Ezekiel chapter 34 tells us the difference between good shepherds and bad ones. Bad shepherds use the sheep for their own purposes, slaughtering them at will and using the sheep for food rather than feeding THEM, and pilfering their wool prematurely for their own purposes.

In our country we have more history with cowboys than with shepherds. A cowboy rides a horse alongside the cattle, driving them to be slaughtered. So the cowboy names his horse, not his cattle. Like the bad shepherd, the cowboy feeds on the cattle along the drive and clothes himself in cattle hide, as well. Perhaps cowboys, not shepherds, are our American model for leadership, for politicians.

At their worst politicians consult a poll to see where the people are headed and try to rush out ahead and pretend they’re leading. At their worst, they treat people like cattle, disappearing regularly and reappearing richer, hoping we won’t notice. At their worst, they don’t seem to care if everyone makes the journey safely. In fact, they may think the whole would be better off without the older, weaker, and sicker among us.

If you think I’m exaggerating here are two extreme examples from elsewhere. In the Netherlands, a country with universal health care, euthanasia of severely ill newborns has become not exactly commonplace, but routine.
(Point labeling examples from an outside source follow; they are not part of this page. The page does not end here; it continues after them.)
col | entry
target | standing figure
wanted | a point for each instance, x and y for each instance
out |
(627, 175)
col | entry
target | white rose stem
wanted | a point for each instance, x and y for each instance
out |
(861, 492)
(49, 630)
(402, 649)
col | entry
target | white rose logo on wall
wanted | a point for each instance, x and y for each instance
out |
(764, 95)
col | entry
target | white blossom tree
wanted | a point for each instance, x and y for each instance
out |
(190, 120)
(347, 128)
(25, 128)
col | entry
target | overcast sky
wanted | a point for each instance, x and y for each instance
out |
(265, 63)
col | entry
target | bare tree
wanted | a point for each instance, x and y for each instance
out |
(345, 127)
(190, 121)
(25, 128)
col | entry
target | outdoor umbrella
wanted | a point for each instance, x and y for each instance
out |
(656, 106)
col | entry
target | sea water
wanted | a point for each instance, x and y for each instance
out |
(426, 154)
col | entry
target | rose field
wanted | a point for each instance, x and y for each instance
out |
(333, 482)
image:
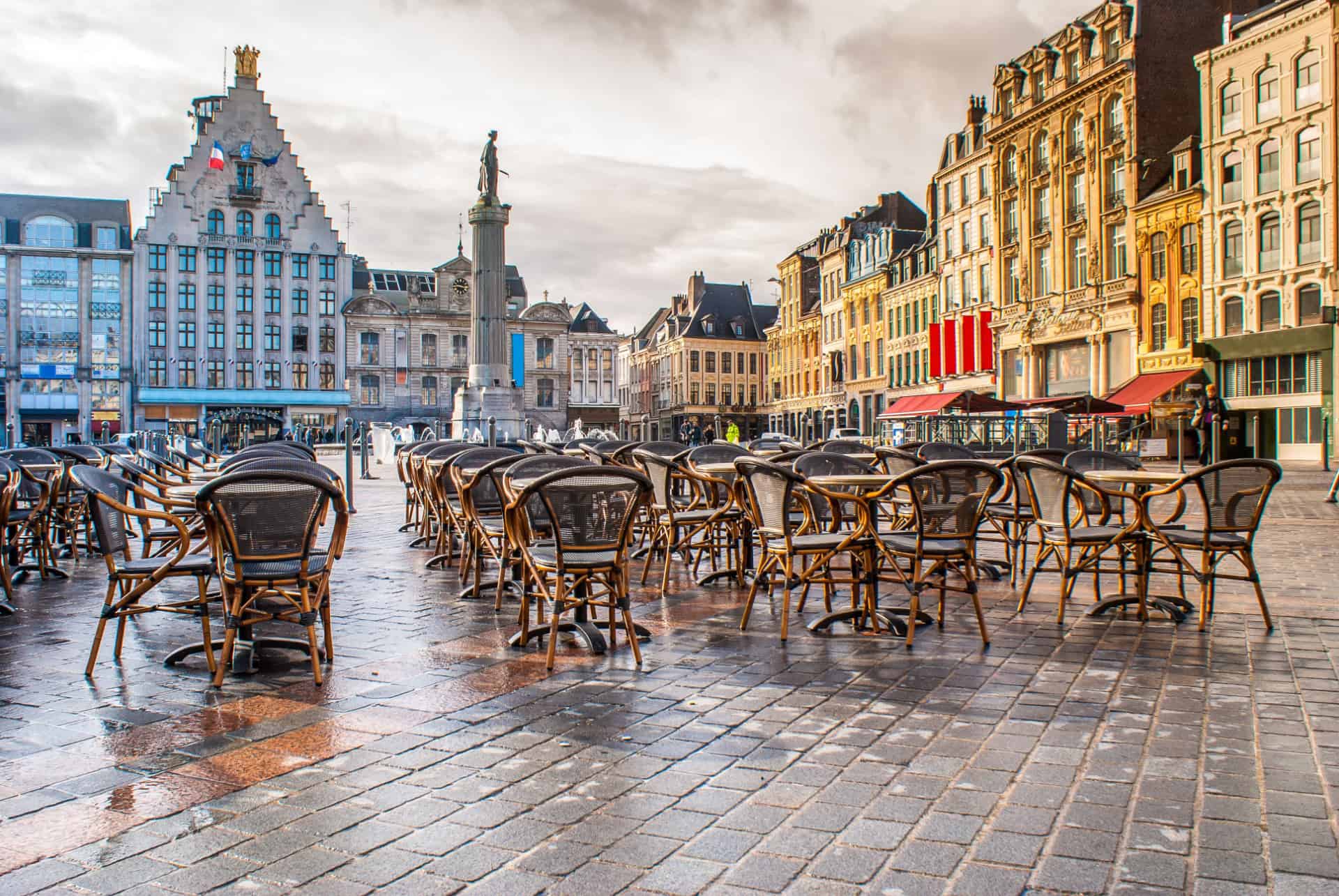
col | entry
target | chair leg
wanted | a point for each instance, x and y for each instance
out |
(201, 584)
(102, 627)
(234, 608)
(310, 618)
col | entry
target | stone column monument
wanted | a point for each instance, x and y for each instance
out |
(489, 390)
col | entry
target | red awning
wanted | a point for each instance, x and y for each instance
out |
(940, 402)
(1147, 388)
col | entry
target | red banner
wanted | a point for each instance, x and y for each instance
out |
(969, 339)
(937, 360)
(988, 342)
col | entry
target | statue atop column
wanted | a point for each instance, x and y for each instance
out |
(489, 170)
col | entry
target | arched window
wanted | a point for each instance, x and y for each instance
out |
(1308, 304)
(1114, 119)
(1307, 84)
(1189, 321)
(1270, 245)
(1308, 154)
(1234, 315)
(1158, 257)
(1308, 234)
(1232, 250)
(1267, 94)
(1189, 250)
(1230, 107)
(1232, 177)
(1271, 310)
(1267, 167)
(51, 232)
(1158, 327)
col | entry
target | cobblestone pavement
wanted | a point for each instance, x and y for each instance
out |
(1106, 756)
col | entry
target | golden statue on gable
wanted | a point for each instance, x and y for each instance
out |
(247, 61)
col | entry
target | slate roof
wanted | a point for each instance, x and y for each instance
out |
(583, 318)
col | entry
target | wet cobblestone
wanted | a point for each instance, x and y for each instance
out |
(1106, 756)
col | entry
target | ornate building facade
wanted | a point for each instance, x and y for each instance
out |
(407, 347)
(1269, 132)
(1082, 130)
(65, 301)
(794, 356)
(239, 280)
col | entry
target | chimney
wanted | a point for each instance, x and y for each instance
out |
(697, 288)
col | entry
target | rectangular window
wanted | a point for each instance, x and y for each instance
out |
(370, 349)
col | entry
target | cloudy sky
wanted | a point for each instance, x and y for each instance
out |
(644, 138)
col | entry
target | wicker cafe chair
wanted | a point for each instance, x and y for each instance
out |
(130, 579)
(1231, 497)
(33, 517)
(589, 512)
(263, 531)
(948, 503)
(1071, 517)
(932, 452)
(478, 512)
(11, 477)
(774, 494)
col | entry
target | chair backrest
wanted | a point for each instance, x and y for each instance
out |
(106, 490)
(80, 453)
(1057, 493)
(845, 446)
(771, 493)
(896, 461)
(1235, 493)
(589, 509)
(950, 497)
(1088, 460)
(944, 452)
(268, 515)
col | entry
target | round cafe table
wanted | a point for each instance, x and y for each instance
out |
(1140, 481)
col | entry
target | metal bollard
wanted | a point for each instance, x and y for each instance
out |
(349, 462)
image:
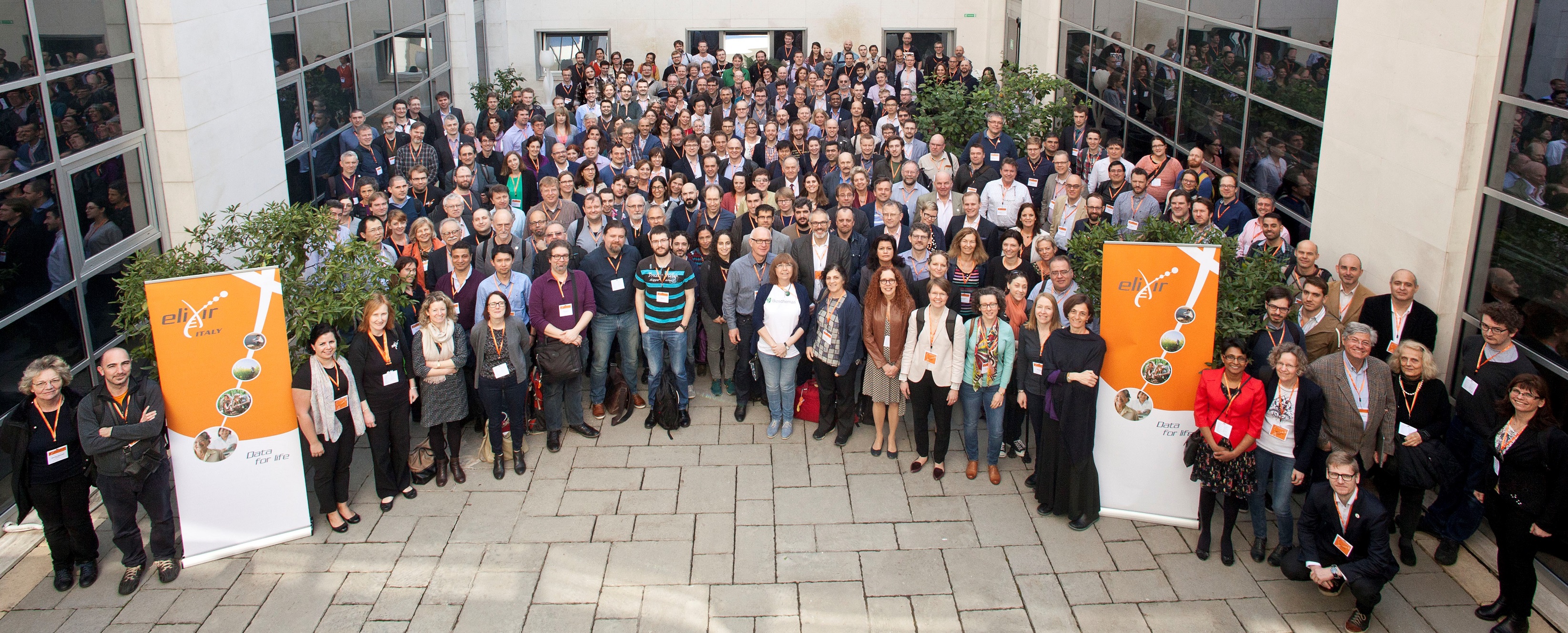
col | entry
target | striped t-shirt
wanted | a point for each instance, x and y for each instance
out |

And in the Philippines almost 6,000 addicts or drug dealers described by their president as “no longer viable as human beings” have been murdered.

The Good News is this. Jeremiah says that God is against bad shepherds, bad leaders, and has determined to rescue “his sheep” himself. God has promised that he himself will shepherd his sheep. In fact, the Lord has vowed to destroy bad shepherds by “feeding them with justice.”
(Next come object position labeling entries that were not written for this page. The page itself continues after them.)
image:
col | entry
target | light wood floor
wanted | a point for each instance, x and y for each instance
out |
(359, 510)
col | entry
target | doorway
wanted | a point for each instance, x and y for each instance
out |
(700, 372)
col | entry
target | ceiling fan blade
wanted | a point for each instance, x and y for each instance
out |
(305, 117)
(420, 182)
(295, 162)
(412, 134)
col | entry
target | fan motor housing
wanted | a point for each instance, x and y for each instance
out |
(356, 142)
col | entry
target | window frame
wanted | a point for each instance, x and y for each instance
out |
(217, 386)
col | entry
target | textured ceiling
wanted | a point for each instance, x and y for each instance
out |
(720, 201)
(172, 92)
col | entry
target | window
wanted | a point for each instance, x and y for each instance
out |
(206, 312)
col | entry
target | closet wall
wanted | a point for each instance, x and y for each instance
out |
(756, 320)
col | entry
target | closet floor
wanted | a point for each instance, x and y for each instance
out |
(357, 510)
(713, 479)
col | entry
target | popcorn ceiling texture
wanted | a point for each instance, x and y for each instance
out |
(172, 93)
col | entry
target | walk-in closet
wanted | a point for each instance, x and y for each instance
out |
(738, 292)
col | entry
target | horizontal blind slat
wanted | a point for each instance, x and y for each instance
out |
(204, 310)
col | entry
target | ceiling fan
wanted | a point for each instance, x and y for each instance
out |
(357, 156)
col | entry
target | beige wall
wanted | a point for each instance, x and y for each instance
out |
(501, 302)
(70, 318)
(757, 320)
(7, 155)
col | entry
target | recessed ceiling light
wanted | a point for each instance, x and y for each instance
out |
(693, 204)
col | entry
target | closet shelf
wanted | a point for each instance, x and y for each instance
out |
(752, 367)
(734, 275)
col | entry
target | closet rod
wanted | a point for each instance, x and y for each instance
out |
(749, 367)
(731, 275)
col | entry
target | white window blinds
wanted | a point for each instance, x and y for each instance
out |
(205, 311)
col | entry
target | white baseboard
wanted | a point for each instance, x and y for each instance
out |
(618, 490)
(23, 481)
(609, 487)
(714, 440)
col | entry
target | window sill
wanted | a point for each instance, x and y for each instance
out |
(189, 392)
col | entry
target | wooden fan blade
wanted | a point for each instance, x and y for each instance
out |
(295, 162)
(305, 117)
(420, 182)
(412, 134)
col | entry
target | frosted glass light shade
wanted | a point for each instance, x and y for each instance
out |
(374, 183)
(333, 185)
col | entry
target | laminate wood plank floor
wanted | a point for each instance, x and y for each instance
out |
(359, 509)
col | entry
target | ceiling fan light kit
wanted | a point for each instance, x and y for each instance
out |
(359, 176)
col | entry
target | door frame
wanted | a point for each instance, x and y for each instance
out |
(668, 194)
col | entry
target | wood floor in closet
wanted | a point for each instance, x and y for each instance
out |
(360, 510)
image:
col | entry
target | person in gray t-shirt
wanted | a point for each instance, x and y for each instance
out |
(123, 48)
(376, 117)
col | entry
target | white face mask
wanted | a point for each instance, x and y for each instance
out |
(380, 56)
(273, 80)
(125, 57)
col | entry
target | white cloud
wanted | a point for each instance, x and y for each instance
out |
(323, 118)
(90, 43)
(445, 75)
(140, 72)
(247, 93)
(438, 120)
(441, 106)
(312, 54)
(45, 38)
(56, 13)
In our gospel lesson today, Jesus says he, himself, is the good shepherd. He didn’t start there, though. First he said he was the gate or the door to the sheepfold. The Pharisees didn’t understand this metaphor other than to realize that Jesus was calling them “thieves and bandits.” They would have been even more furious if they had understood what he meant.

We don’t understand Jesus as the door very well, either. We have turned Jesus into an exclusionary gatekeeper, which is absolutely NOT gospel. Jesus didn’t name himself as the gate to keep people in or out, but to protect them from wolves and false shepherds, to protect them from cowboys and bad politicians. And we now understand a deeper meaning in the door metaphor: Jesus’ blood is smeared all over the doorframe, the sign of eternal life to those who pass through the door that is Jesus, just as on the very first Passover when the angel of death passed by those with blood smeared on their doors.

When the Pharisees didn’t understand this metaphor, Jesus shifted gears and explained another way, using another image, “I am the good shepherd.” Here Jesus was contrasting his relationship with us who are the sheep, and their relationship with the sheep. Christ Jesus will strengthen the weak, heal the sick, bind up the injured, find the strays, seek the lost, and feed us justice rather than feed on us unjustly. THIS the Pharisees did get, and they weren’t happy at all.

Before we leave BAD shepherds, I want to make clear that I am NOT being one-sided in my politics today. Are shepherds who would abandon or feed on one-half of the flock any worse than shepherds who would sell the birthright for three coming generations rather than admit we are living well beyond our means and adjust our lifestyle accordingly?

Good shepherds exist in the political arena. We get the leaders we elect. Maybe we ALL of every political party are using the wrong criteria for our electing!

Having bad shepherds doesn’t let us sheep off the hook, by the way. Having bad shepherds doesn’t allow us to be bad sheep. We each are responsible for knowing and following the voice of the good shepherd. And we are each responsible to the other sheep for not preventing them from obtaining access to the basic necessities of life. But this is another sermon. God will judge us sheep—as he will judge shepherds (and cowboys and politicians and all leaders)—based on how we treat each other.